A voltaic cell has one half-cell with a Cu bar in a 1.00 M Cu2+ salt and the other half-cell with a Cd bar in the same volume of a 1.00 M Cd2+ salt. Report your answers to the correct number of significant figures.

a)Find E degree cell,

delta G degree ,

and K.

b)As the cell operates (Cd2+) increases;

Find E cell when (Cd2+) is 1.95M

c)Find E cell, Delta G, and (Cu2+) at equilibrium.
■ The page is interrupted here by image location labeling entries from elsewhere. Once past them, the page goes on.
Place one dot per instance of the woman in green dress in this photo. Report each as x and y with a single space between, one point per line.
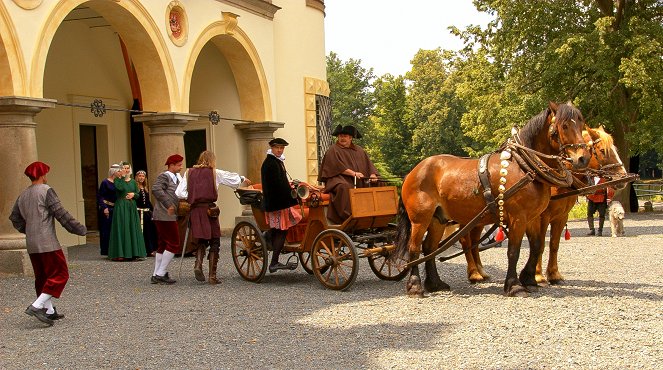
126 239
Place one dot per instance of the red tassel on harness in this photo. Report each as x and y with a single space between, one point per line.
500 235
567 234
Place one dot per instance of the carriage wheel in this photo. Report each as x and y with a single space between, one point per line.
305 261
387 269
249 251
334 259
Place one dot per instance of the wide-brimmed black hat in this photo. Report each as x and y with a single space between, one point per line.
278 141
348 130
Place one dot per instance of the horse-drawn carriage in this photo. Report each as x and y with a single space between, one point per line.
330 252
510 188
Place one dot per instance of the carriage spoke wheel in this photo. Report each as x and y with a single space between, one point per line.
305 261
386 268
334 259
249 251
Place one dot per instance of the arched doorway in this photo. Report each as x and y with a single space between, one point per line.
99 50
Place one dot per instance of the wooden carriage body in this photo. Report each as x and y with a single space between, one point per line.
325 249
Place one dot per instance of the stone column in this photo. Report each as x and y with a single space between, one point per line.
166 137
18 148
257 135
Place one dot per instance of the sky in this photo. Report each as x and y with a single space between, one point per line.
386 34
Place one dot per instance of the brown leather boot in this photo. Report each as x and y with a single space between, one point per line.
213 260
198 267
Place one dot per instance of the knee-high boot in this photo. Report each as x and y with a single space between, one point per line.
198 267
590 221
213 260
600 230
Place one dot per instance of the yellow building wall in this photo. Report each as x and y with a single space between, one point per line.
213 88
299 49
82 65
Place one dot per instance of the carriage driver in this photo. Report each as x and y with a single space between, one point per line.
343 164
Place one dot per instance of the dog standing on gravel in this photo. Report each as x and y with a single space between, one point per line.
616 219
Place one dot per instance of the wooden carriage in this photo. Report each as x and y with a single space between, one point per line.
328 251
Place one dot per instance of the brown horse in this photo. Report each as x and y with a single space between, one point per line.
445 188
606 163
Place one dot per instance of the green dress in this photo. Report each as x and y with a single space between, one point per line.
126 239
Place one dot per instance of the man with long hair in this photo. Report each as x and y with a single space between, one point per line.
199 187
165 218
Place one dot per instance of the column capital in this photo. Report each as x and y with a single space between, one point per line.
25 103
263 130
167 123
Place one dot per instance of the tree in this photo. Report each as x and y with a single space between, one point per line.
433 110
392 134
603 55
351 93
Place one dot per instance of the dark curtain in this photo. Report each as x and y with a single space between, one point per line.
138 157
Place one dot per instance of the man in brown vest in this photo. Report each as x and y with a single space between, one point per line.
199 188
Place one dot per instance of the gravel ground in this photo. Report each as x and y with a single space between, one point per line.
607 315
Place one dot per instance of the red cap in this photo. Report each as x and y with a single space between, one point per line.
175 158
36 170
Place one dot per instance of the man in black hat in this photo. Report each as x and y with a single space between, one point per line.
344 166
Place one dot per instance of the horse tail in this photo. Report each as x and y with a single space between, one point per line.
403 231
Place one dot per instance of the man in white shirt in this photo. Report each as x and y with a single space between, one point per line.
199 187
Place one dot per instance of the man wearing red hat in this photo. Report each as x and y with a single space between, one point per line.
342 166
33 215
165 218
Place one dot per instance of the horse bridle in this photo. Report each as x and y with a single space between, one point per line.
603 170
554 134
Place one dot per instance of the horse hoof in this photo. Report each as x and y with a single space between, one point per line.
558 281
413 287
475 278
517 291
436 286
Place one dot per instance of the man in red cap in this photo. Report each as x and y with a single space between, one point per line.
33 215
165 218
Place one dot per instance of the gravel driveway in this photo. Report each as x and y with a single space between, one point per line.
607 315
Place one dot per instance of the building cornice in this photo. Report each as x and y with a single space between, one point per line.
263 8
317 4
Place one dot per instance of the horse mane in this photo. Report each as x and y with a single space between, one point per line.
533 127
606 139
565 112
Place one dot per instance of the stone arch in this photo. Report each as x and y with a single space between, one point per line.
142 38
12 66
242 56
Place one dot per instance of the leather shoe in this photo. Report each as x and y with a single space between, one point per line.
55 315
277 266
39 313
165 279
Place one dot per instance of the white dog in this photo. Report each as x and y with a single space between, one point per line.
616 219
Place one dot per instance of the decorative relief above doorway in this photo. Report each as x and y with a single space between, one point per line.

Note: Delta G in Joules and

(Cu2+) ........in scientific notation

(Please note all the answers are correct EXCEPT the CU2= at equilibrium which is what I need)

a)anode reaction: oxidation takes place

Cd(s) -------------------------> Cd+2 (aq) + 2e- , E0Cd+2/Cd = - 0.403 V

cathode reaction : reduction takes palce

Cu+2(aq) + 2e- -----------------------------> Cu(s) , E0Cu+2/Cu = + 0.34V

--------------------------------------------------------------------------------

net reaction: Cd(s) +Cu+2(aq) -------------------------> Cd+2 (aq) + Cu(s)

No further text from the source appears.